The same holds true for nations.

The American dollar is the rock of the international monetary system. The United State’s debt to gross domestic product ratio is at sky high. Nearly 40 percent of millennials and 35 percent of Generation Z Americans think they will never see a dime of the money they paid into Social Security. The bond market is giving signs it is worried about America’s national finances. How much longer will nations, investors, and consumers trust that the dollar is worth something and that America will pay back money it borrows?

In 2008 we saw what can happen when confidence is lost in big money institutions. Banks and other financial institutions said they had mortgaged-backed securities and other assets that were worth real money, but the market deemed otherwise. The global economy tanked, giant companies were wiped out, and massive damage was done.

Undoubtedly, politicians deserve some blame for the shoddy state of America’s finances. So do we voters. We elected them, and very few of us go to the balance box to vote for or against a candidate based on their fiscal and tax policy stands. Americans dislike deficits and debt but don’t vote that way. Our happiness with getting more government support and more tax cuts leaves us with politicians who have little incentive to do anything other than engage in unserious behavior amid the serious problems. 

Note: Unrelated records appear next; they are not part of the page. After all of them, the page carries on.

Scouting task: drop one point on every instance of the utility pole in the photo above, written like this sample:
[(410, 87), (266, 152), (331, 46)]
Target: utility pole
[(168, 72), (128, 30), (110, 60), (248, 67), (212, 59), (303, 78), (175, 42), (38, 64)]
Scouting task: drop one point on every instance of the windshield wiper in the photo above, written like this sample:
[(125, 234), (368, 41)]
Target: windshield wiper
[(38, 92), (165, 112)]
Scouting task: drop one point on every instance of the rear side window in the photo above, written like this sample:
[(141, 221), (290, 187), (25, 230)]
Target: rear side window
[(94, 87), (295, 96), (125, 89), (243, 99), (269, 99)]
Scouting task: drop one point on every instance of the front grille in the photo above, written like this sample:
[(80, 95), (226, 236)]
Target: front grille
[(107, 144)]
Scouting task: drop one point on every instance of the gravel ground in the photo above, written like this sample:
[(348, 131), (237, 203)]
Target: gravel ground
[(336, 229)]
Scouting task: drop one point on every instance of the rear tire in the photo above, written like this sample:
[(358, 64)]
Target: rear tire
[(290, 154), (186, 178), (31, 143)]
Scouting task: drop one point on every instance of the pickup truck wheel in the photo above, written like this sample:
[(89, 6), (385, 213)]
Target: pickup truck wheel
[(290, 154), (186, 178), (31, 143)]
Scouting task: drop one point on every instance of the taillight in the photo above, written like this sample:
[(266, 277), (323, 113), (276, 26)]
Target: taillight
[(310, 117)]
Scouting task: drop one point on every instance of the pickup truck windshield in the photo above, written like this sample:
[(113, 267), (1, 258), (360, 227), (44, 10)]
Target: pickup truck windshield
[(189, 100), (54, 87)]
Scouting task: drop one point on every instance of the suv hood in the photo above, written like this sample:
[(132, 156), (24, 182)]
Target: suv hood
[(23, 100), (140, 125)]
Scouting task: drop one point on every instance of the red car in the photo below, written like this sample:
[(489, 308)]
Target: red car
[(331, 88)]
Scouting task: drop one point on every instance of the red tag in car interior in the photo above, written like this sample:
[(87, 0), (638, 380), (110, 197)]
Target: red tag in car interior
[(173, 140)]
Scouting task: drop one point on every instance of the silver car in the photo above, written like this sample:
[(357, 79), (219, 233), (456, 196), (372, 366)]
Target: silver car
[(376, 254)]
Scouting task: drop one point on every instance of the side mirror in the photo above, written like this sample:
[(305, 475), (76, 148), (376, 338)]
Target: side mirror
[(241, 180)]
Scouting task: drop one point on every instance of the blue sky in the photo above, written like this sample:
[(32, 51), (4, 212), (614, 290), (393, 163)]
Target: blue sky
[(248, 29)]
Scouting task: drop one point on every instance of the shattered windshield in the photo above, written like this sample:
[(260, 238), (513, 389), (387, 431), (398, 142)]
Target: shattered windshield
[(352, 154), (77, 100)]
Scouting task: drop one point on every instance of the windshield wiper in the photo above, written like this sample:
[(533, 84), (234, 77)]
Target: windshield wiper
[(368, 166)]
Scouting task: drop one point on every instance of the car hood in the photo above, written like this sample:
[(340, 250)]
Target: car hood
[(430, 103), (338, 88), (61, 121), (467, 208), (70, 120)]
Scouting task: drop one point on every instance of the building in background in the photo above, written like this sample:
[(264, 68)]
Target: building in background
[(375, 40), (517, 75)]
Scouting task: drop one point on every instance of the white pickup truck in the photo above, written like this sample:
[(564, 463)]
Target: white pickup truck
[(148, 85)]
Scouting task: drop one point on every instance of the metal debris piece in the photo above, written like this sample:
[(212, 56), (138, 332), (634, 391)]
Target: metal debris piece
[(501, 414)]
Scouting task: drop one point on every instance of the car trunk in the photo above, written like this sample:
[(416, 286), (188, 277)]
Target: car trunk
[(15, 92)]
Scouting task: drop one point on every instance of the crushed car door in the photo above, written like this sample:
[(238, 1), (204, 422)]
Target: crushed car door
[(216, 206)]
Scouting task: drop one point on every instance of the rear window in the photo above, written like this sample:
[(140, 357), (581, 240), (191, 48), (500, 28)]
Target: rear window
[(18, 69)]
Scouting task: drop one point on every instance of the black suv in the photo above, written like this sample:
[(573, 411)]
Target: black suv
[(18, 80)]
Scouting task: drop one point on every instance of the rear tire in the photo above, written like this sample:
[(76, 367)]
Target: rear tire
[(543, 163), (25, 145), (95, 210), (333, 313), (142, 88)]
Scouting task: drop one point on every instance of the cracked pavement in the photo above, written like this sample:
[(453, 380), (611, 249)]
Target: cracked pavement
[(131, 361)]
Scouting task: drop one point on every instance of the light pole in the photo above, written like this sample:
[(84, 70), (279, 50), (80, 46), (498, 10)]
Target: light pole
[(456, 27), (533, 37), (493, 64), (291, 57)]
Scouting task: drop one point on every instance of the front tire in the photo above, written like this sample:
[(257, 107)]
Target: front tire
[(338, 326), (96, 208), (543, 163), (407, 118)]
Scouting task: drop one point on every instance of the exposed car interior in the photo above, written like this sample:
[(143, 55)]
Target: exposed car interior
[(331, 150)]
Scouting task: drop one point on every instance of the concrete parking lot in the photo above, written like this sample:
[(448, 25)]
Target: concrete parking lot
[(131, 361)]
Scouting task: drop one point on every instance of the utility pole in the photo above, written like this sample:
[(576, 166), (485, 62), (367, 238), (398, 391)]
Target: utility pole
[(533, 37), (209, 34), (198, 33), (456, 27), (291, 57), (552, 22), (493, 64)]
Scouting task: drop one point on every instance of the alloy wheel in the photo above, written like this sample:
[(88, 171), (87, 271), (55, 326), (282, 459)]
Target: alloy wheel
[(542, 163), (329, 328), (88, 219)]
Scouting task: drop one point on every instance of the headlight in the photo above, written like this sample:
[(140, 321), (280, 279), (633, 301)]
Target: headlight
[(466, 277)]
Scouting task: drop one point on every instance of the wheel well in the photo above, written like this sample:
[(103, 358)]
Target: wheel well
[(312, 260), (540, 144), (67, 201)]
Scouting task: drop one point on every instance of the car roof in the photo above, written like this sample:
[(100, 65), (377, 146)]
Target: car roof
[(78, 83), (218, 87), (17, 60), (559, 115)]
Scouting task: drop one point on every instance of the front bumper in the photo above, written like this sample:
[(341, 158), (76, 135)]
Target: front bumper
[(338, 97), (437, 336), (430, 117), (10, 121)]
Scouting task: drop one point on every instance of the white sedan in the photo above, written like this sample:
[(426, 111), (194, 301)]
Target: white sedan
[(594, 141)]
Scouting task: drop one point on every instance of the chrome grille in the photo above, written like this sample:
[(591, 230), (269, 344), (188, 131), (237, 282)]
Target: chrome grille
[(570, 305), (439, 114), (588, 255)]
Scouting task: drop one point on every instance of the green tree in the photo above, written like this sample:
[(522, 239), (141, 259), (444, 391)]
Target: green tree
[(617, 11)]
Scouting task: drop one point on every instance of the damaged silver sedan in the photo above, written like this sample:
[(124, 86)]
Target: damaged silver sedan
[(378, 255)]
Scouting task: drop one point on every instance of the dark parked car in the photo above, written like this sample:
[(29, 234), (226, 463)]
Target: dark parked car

We voters must quit behaving as if elected officials are suddenly going to get serious about the nation’s budget. If recent history tells us anything, it is that we cannot assume that presidents and legislators will be responsible stewards of the federal budget. 

We need to make elected officials feel that budgeting is an important issue, one on which each of us will base our vote. We can do that by contacting our senators and members of Congress to tell them, “You must reduce our deficits, I want you to reduce our deficit, and I intend to hold you accountable when I vote.”

Representative democracy is a collective enterprise. We get the politicians we choose. Until we do our part, America’s budget will further erode until we have an economic crisis.

And that would be an exceedingly stupid and costly course to follow.